Claudio Bustaffa ha raggiunto al telefono Pablo Cruchon, responsabile migrazione per Amnesty Svizzera.

Questa petizione ha come obiettivo quello di rispondere alla situazione emergenziale in Grecia, lì la situazione è catastrofica per i 35'000 migranti che vivono nei campi di accoglienza.

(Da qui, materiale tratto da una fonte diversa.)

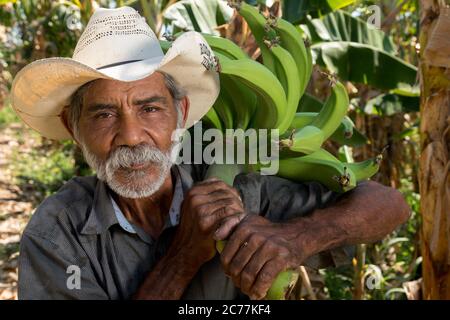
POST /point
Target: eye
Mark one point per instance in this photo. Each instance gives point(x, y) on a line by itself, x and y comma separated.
point(104, 115)
point(149, 109)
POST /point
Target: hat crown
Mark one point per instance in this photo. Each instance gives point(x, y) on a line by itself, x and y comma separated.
point(115, 36)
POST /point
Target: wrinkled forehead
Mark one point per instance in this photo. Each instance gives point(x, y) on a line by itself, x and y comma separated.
point(104, 88)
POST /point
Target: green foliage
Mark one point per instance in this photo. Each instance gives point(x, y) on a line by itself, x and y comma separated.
point(296, 11)
point(7, 115)
point(201, 16)
point(43, 169)
point(342, 26)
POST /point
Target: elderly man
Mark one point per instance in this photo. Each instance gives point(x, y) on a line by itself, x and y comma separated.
point(146, 229)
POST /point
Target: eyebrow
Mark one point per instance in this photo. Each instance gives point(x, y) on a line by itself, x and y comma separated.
point(151, 100)
point(105, 106)
point(100, 106)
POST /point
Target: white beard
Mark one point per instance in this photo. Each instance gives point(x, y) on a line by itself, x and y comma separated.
point(138, 183)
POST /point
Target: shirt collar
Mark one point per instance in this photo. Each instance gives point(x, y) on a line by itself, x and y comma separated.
point(103, 214)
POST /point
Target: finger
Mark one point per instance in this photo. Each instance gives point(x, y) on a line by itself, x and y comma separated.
point(235, 241)
point(209, 186)
point(265, 278)
point(204, 199)
point(227, 226)
point(210, 215)
point(254, 266)
point(243, 256)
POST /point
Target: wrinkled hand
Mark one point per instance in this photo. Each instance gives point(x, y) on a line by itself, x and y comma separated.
point(257, 251)
point(210, 210)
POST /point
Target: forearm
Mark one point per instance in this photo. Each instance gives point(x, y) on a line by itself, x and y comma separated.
point(168, 279)
point(364, 215)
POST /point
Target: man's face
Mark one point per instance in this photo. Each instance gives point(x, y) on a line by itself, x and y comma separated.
point(125, 132)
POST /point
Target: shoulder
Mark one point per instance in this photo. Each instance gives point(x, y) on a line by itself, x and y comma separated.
point(65, 210)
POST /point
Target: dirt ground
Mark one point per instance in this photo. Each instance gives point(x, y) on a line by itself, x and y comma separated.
point(15, 209)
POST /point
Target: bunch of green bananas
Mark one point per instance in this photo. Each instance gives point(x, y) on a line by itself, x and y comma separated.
point(266, 96)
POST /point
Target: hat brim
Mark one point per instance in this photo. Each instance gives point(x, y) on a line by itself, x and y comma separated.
point(41, 89)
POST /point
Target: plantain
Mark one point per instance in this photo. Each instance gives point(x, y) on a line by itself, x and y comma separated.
point(270, 93)
point(288, 69)
point(334, 109)
point(225, 47)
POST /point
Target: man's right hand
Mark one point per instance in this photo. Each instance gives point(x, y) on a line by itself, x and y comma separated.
point(210, 211)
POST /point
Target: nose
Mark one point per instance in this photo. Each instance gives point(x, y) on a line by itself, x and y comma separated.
point(131, 132)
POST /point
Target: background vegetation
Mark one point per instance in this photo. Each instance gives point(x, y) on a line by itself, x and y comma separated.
point(378, 65)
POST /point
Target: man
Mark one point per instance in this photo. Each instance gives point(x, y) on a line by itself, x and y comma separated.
point(146, 229)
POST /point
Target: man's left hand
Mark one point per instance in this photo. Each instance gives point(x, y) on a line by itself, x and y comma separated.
point(257, 251)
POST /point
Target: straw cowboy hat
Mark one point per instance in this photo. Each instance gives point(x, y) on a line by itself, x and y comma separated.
point(116, 44)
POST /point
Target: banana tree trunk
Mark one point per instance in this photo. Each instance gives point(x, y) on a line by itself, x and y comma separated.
point(434, 175)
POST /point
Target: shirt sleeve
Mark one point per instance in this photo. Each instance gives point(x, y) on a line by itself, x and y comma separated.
point(280, 199)
point(46, 272)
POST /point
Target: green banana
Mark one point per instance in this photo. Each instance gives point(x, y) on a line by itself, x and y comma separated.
point(288, 68)
point(223, 108)
point(334, 109)
point(212, 119)
point(319, 166)
point(165, 45)
point(282, 286)
point(243, 100)
point(257, 22)
point(306, 140)
point(302, 119)
point(291, 40)
point(365, 169)
point(271, 96)
point(225, 47)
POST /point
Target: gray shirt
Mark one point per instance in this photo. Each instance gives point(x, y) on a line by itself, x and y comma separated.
point(79, 233)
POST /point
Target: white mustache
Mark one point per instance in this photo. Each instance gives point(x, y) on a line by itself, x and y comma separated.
point(126, 157)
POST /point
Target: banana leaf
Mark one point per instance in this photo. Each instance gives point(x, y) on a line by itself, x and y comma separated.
point(296, 11)
point(366, 64)
point(389, 104)
point(198, 15)
point(342, 26)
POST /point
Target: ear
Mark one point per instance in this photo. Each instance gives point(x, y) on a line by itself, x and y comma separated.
point(185, 105)
point(65, 120)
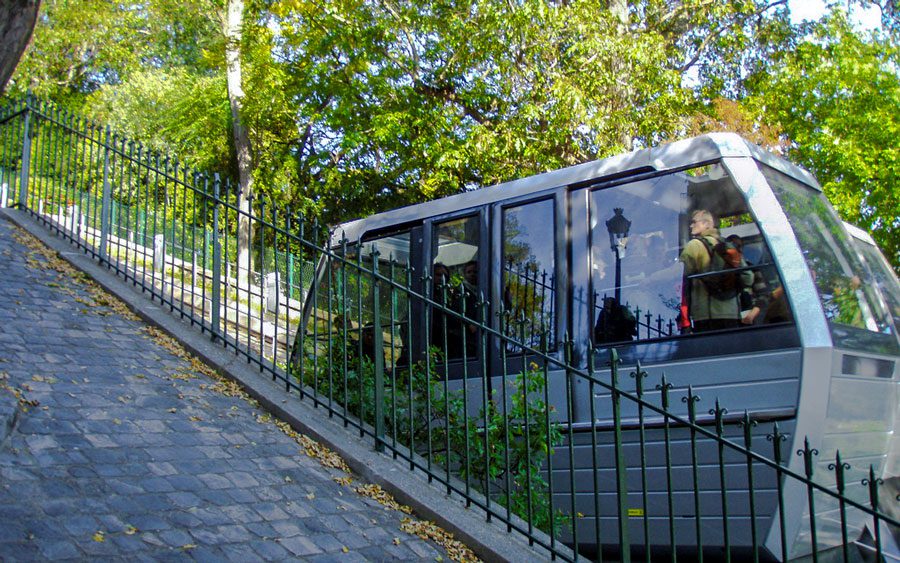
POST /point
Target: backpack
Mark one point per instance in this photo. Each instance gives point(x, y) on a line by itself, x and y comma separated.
point(724, 257)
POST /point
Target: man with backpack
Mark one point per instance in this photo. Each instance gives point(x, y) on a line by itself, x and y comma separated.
point(715, 281)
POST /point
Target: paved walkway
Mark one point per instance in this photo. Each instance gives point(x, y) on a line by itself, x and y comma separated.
point(114, 446)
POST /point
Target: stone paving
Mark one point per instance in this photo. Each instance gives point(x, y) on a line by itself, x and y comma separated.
point(121, 450)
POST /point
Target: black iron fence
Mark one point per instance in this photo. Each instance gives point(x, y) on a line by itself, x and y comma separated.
point(599, 459)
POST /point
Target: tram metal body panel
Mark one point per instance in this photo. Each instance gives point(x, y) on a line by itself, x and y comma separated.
point(802, 385)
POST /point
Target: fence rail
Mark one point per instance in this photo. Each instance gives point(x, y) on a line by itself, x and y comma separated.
point(649, 477)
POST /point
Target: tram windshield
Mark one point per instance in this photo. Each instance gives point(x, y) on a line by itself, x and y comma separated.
point(885, 279)
point(656, 259)
point(848, 292)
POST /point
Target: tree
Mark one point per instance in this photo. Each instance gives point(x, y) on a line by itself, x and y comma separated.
point(836, 99)
point(403, 101)
point(233, 39)
point(18, 17)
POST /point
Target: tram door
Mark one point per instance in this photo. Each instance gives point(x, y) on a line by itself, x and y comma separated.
point(456, 264)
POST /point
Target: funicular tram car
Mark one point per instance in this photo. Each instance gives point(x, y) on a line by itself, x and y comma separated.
point(567, 251)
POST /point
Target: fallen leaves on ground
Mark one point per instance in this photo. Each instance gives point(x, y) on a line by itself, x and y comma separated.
point(426, 530)
point(382, 497)
point(41, 258)
point(99, 298)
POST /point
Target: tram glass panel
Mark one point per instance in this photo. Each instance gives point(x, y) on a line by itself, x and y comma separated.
point(455, 284)
point(529, 281)
point(640, 235)
point(857, 316)
point(341, 325)
point(885, 279)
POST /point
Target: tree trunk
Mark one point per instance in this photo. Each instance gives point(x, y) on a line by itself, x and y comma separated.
point(622, 93)
point(233, 34)
point(17, 19)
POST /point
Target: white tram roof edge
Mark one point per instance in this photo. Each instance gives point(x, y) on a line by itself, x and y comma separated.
point(678, 154)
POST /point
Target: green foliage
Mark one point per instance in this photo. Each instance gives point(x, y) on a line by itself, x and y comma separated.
point(498, 449)
point(836, 98)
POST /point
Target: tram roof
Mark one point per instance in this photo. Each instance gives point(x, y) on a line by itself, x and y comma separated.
point(679, 154)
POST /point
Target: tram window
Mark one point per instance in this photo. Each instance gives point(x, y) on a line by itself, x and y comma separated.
point(647, 286)
point(345, 299)
point(529, 283)
point(456, 285)
point(846, 288)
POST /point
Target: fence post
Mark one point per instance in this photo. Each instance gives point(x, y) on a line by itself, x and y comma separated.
point(621, 481)
point(290, 271)
point(26, 156)
point(104, 208)
point(159, 254)
point(378, 353)
point(217, 262)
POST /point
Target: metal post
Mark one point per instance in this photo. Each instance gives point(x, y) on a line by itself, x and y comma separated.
point(26, 157)
point(104, 209)
point(217, 261)
point(159, 254)
point(378, 344)
point(621, 482)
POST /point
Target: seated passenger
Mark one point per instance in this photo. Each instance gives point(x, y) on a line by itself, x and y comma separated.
point(615, 323)
point(445, 333)
point(713, 304)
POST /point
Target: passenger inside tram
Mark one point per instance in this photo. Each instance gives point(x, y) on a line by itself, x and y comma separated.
point(664, 278)
point(714, 299)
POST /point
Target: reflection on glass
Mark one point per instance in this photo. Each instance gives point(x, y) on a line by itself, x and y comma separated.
point(885, 279)
point(529, 290)
point(846, 287)
point(641, 283)
point(343, 302)
point(455, 285)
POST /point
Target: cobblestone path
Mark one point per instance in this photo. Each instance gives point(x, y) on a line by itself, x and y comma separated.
point(121, 450)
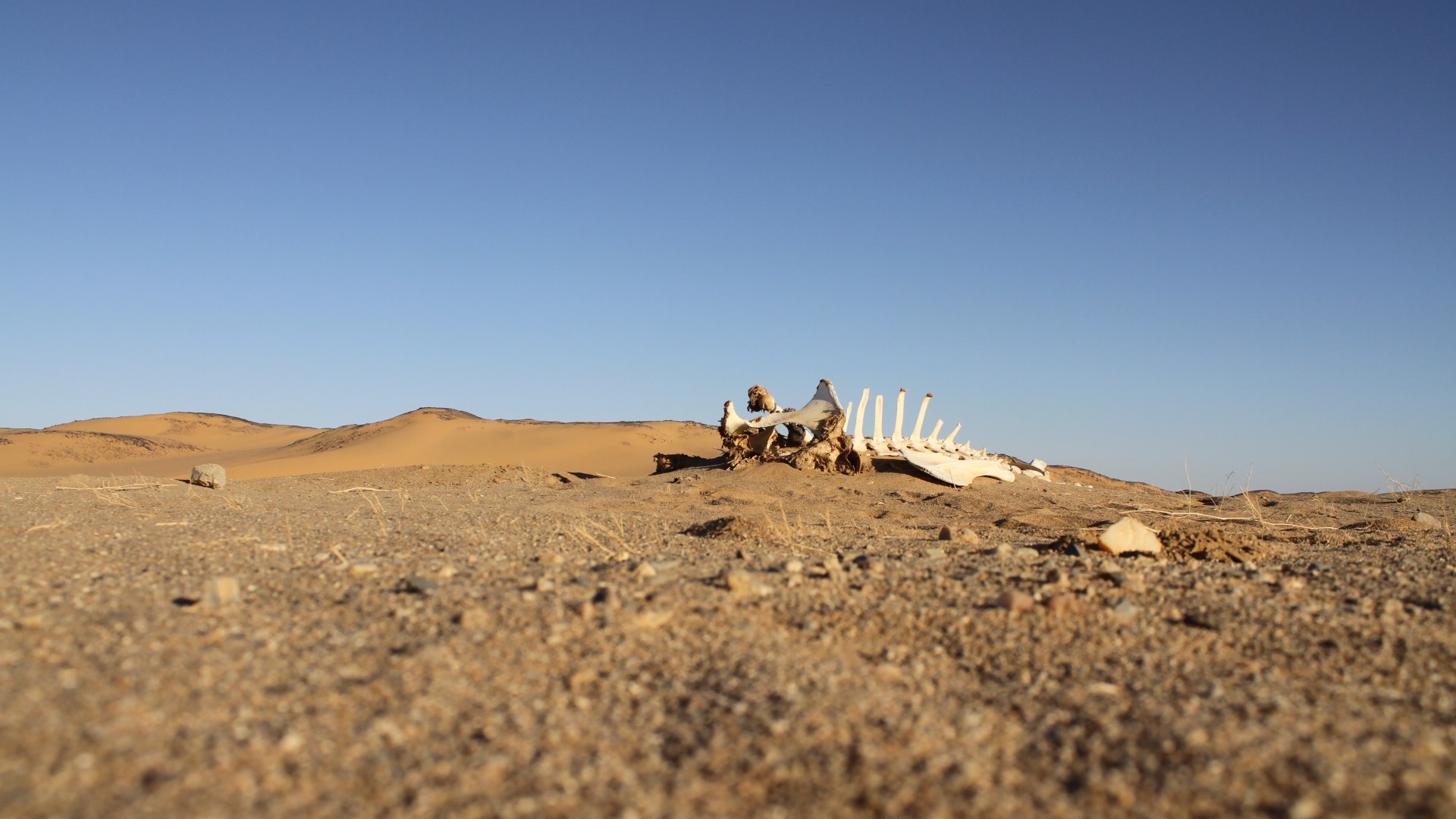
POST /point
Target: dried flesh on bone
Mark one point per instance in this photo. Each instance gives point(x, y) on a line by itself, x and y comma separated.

Chiediamo che la Svizzera agisca rapidamente per accogliere i richiedenti l’asilo, per alleviare le loro sofferenze, e anche per impegnarsi a livello europeo per trovare una soluzione comune a questo problema.

Ci può descrivere qual è oggi la situazione nei campi migranti in Grecia?

C’è ancora una situazione di emergenza, i campi sono ancora chiusi a causa della pandemia da coronavirus. I migranti non hanno cibo a sufficienza, e sono vittime di violenza. Gli stati europei si sono impegnati ad aiutare la Grecia, ma finora la Svizzera ha accolto solo 23 minori, che è il numero minimo previsto dagli accordi di Dublino, noi crediamo che sia del tutto insufficiente. Dobbiamo aiutare queste persone che vivono in condizioni spaventose, chiediamo che in Svizzera ne venga accolto un contingente di diverse migliaia, non indichiamo cifre precise perché lasciamo alle autorità decidere ma sappiamo che c’è la capacità di accogliere diverse migliaia di migranti.

La pandemia da coronavirus come ha cambiato la situazione nei campi di accoglienza in Grecia?

Finora si sono registrati pochi casi di contagi nei campi, ma resta comunque una minaccia latente, perché come sapete nei campi è difficile avere disponibilità di acqua, c’è un rubinetto ogni 1'300 persone, ed è difficile osservare le misure di igiene, come il distanziamento sociale, raccomandate per prevenire la diffusione dei contagi. Dunque finché il virus non sarà scomparso rimarrà una minaccia per chi vive in questi campi. Inoltre le autorità greche hanno istituito la quarantena per questi campi, li ha di fatto chiusi, e i migranti sono così lasciati a loro stessi, non possono più andare al supermercato per comprarsi da mangiare, la polizia non fa più pattugliamenti, ci sono state violenze, e si sono stati anche dei morti.

Voi chiedete che la Svizzera si impegni in ambito europeo per cambiare il sistema di Dublino: cosa non funziona secondo voi?

Quello che sta succedendo in Grecia è la conseguenza della politica europea in tema di migrazione, perché l’Accordo di Dublino prevede che il migrante debba presentare la domanda di asilo nel primo Paese di arrivo, e questo significa che i Paesi di frontiera come Grecia, Italia e Spagna sono fortemente sotto pressione, mentre altri Paesi europei accolgono molti meno migranti. È dunque questa politica che sta provocando effetti catastrofici in particolare nei campi di accoglienza in Grecia. Noi crediamo che la Svizzera assieme agli altri Paesi europei debba impegnarsi per trovare una soluzione solidale, dove tutti i Paesi facciano uno sforzo proporzionale alle loro capacità per accogliere questi migranti, perché noi tutti abbiamo l’obbligo di proteggere la vita di chi è in pericolo.